2002 memoir by George MacDonald Fraser

The Light's on at Signpost is a memoir from novelist and screenwriter George MacDonald Fraser covering his various adventures in screenwriting as well as essays on the state of then-contemporary Britain.

==Overview==
The book is composed of three parts, told cyclically: the first is Angry Old Man, where Fraser discusses his observations of British society and government, like Tony Blair's Labour government, education and Irish terrorism. This is then followed by Interlude, where Fraser makes some remark on something amusing or interesting in his own life, such as his military career, his relationship with Oliver Reed or boyhood trips to the Highlands. The last, Shooting Scripts, is his recollections of working on various film projects.
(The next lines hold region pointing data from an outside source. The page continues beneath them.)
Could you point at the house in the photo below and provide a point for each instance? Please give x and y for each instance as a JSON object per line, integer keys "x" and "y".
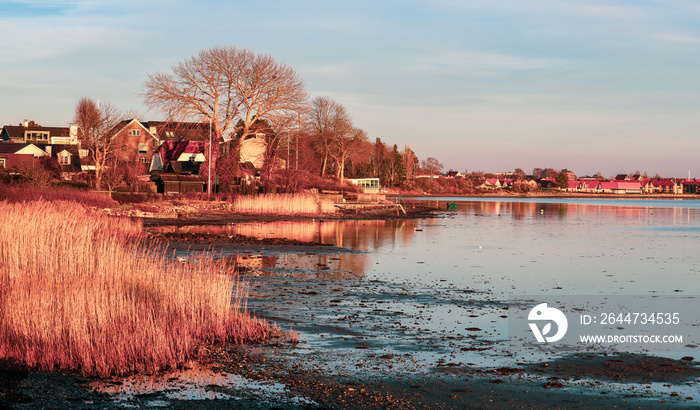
{"x": 69, "y": 160}
{"x": 662, "y": 186}
{"x": 134, "y": 140}
{"x": 253, "y": 149}
{"x": 491, "y": 183}
{"x": 178, "y": 184}
{"x": 547, "y": 183}
{"x": 588, "y": 185}
{"x": 366, "y": 185}
{"x": 178, "y": 131}
{"x": 573, "y": 186}
{"x": 621, "y": 187}
{"x": 15, "y": 154}
{"x": 182, "y": 157}
{"x": 29, "y": 132}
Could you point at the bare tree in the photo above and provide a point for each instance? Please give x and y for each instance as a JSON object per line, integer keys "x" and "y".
{"x": 329, "y": 123}
{"x": 95, "y": 122}
{"x": 410, "y": 162}
{"x": 224, "y": 85}
{"x": 343, "y": 145}
{"x": 432, "y": 166}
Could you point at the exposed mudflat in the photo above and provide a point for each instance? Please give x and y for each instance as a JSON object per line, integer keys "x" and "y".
{"x": 364, "y": 343}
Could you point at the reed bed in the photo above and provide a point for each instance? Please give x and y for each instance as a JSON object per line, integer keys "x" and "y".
{"x": 284, "y": 204}
{"x": 77, "y": 292}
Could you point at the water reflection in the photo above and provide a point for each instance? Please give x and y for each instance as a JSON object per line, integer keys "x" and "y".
{"x": 197, "y": 383}
{"x": 353, "y": 234}
{"x": 362, "y": 236}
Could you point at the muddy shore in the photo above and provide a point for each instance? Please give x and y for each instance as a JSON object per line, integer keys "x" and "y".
{"x": 370, "y": 377}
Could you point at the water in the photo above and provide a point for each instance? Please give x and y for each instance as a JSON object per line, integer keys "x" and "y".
{"x": 434, "y": 292}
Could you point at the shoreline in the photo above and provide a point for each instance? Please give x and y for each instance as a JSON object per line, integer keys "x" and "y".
{"x": 452, "y": 385}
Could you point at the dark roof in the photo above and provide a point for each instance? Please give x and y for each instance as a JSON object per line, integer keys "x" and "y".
{"x": 183, "y": 167}
{"x": 182, "y": 131}
{"x": 17, "y": 131}
{"x": 11, "y": 147}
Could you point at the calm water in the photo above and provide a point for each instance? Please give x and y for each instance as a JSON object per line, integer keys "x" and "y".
{"x": 436, "y": 278}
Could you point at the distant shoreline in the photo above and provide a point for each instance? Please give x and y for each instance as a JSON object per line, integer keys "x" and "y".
{"x": 551, "y": 195}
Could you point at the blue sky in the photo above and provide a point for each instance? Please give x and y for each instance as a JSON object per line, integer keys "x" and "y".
{"x": 609, "y": 86}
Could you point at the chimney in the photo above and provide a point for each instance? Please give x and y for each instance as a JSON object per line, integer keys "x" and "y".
{"x": 73, "y": 133}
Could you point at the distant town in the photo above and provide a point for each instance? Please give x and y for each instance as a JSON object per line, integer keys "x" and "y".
{"x": 170, "y": 157}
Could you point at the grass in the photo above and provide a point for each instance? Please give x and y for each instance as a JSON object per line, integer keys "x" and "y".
{"x": 24, "y": 193}
{"x": 283, "y": 204}
{"x": 79, "y": 292}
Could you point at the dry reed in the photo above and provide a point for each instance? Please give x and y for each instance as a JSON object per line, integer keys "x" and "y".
{"x": 77, "y": 294}
{"x": 284, "y": 204}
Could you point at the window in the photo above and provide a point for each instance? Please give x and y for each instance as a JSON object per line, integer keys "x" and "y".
{"x": 36, "y": 136}
{"x": 64, "y": 158}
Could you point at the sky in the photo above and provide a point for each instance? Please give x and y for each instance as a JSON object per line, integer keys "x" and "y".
{"x": 591, "y": 86}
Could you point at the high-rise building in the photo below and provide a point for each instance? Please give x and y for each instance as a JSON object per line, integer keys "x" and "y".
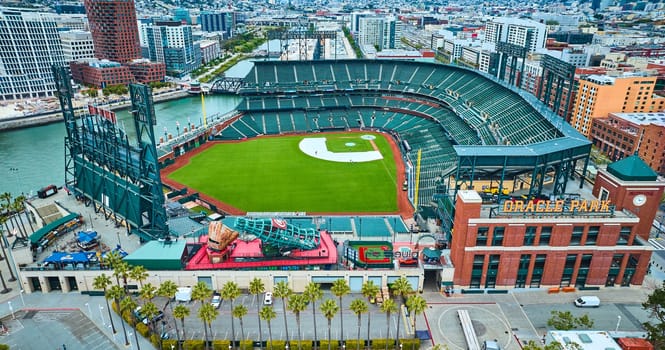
{"x": 76, "y": 45}
{"x": 114, "y": 29}
{"x": 599, "y": 95}
{"x": 384, "y": 32}
{"x": 516, "y": 31}
{"x": 217, "y": 22}
{"x": 171, "y": 42}
{"x": 29, "y": 46}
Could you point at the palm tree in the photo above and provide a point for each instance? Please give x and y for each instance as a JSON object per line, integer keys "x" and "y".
{"x": 313, "y": 294}
{"x": 283, "y": 291}
{"x": 359, "y": 307}
{"x": 401, "y": 288}
{"x": 329, "y": 308}
{"x": 180, "y": 312}
{"x": 148, "y": 292}
{"x": 128, "y": 303}
{"x": 168, "y": 289}
{"x": 207, "y": 314}
{"x": 369, "y": 290}
{"x": 416, "y": 305}
{"x": 298, "y": 303}
{"x": 230, "y": 292}
{"x": 116, "y": 293}
{"x": 340, "y": 288}
{"x": 138, "y": 273}
{"x": 239, "y": 311}
{"x": 201, "y": 292}
{"x": 102, "y": 282}
{"x": 149, "y": 310}
{"x": 121, "y": 272}
{"x": 388, "y": 307}
{"x": 268, "y": 314}
{"x": 257, "y": 288}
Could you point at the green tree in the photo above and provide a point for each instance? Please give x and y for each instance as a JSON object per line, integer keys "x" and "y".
{"x": 231, "y": 292}
{"x": 297, "y": 303}
{"x": 256, "y": 288}
{"x": 239, "y": 311}
{"x": 369, "y": 290}
{"x": 128, "y": 304}
{"x": 565, "y": 321}
{"x": 416, "y": 305}
{"x": 655, "y": 306}
{"x": 201, "y": 292}
{"x": 149, "y": 310}
{"x": 103, "y": 282}
{"x": 329, "y": 309}
{"x": 116, "y": 293}
{"x": 283, "y": 291}
{"x": 207, "y": 314}
{"x": 340, "y": 288}
{"x": 180, "y": 312}
{"x": 168, "y": 289}
{"x": 400, "y": 288}
{"x": 359, "y": 307}
{"x": 389, "y": 307}
{"x": 268, "y": 314}
{"x": 139, "y": 274}
{"x": 313, "y": 294}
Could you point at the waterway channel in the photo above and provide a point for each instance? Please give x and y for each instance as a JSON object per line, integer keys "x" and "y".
{"x": 35, "y": 157}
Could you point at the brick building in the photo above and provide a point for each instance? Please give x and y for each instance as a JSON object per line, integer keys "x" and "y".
{"x": 571, "y": 241}
{"x": 100, "y": 74}
{"x": 623, "y": 134}
{"x": 114, "y": 29}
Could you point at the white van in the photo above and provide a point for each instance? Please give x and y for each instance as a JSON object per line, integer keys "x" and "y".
{"x": 588, "y": 301}
{"x": 490, "y": 345}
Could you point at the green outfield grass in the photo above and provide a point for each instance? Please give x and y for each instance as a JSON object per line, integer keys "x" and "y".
{"x": 272, "y": 174}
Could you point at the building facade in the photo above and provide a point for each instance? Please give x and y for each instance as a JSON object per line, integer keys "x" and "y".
{"x": 171, "y": 43}
{"x": 597, "y": 96}
{"x": 381, "y": 32}
{"x": 522, "y": 32}
{"x": 545, "y": 245}
{"x": 623, "y": 134}
{"x": 29, "y": 46}
{"x": 77, "y": 45}
{"x": 217, "y": 22}
{"x": 114, "y": 29}
{"x": 100, "y": 74}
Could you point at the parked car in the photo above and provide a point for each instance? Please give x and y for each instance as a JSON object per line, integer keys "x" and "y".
{"x": 587, "y": 301}
{"x": 267, "y": 300}
{"x": 216, "y": 301}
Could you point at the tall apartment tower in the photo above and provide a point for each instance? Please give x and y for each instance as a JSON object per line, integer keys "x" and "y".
{"x": 517, "y": 31}
{"x": 599, "y": 95}
{"x": 114, "y": 29}
{"x": 29, "y": 46}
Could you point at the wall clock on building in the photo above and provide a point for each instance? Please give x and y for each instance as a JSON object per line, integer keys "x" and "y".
{"x": 639, "y": 200}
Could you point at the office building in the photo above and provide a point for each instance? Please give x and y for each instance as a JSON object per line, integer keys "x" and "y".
{"x": 77, "y": 45}
{"x": 29, "y": 46}
{"x": 381, "y": 32}
{"x": 599, "y": 95}
{"x": 171, "y": 43}
{"x": 217, "y": 22}
{"x": 623, "y": 134}
{"x": 114, "y": 29}
{"x": 522, "y": 32}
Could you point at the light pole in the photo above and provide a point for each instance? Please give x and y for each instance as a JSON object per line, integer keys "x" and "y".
{"x": 11, "y": 309}
{"x": 101, "y": 314}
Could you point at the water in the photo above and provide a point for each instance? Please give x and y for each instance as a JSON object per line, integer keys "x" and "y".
{"x": 35, "y": 157}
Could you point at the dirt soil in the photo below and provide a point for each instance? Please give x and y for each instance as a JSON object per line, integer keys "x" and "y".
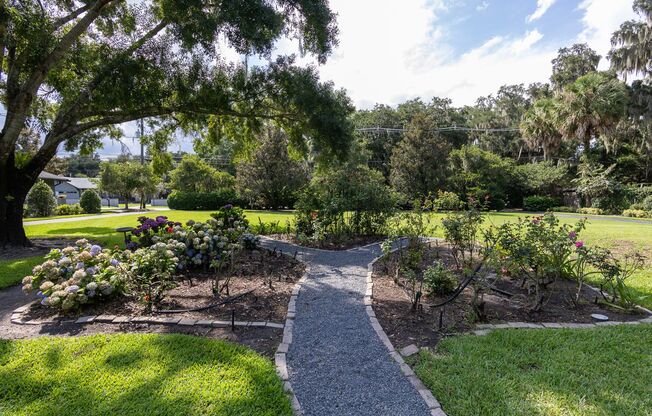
{"x": 426, "y": 326}
{"x": 40, "y": 247}
{"x": 251, "y": 276}
{"x": 332, "y": 244}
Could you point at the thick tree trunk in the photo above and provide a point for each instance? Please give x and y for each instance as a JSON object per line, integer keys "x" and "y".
{"x": 14, "y": 186}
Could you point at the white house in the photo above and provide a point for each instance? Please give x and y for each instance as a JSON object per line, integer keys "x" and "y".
{"x": 69, "y": 190}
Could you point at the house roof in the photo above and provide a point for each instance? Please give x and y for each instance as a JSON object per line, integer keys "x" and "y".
{"x": 81, "y": 183}
{"x": 52, "y": 176}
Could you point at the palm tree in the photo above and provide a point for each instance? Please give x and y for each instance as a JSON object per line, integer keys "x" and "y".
{"x": 539, "y": 126}
{"x": 632, "y": 43}
{"x": 591, "y": 107}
These include chapters on:
- working on The Three Musketeers with Richard Lester;
- a diary entry when working on The Prince and the Pauper (1977);
- his work on the script for Superman (1978);
- working on Force 10 from Navarone in Yugoslavia;
- being approached to write a sequel to The Crimson Pirate by Burt Lancaster;
- adapting the novel Tai Pan, including working with Steve McQueen and Richard Fleischer;
- and working on Red Sonja and meeting Arnold Schwarzenegger.

==Reception==
D.J. Taylor's review in The Guardian was mixed, remarking the film recollections had interest, but the political sections were 'stern and entirely predictable harangues on such subjects as law and order, New Labour and so on'. Hugh Massingberd, writing for The Telegraph, was more positive; he praised Fraser's writing style, earnestness and humour, but ultimately found it a 'strange mixed bag of a book'.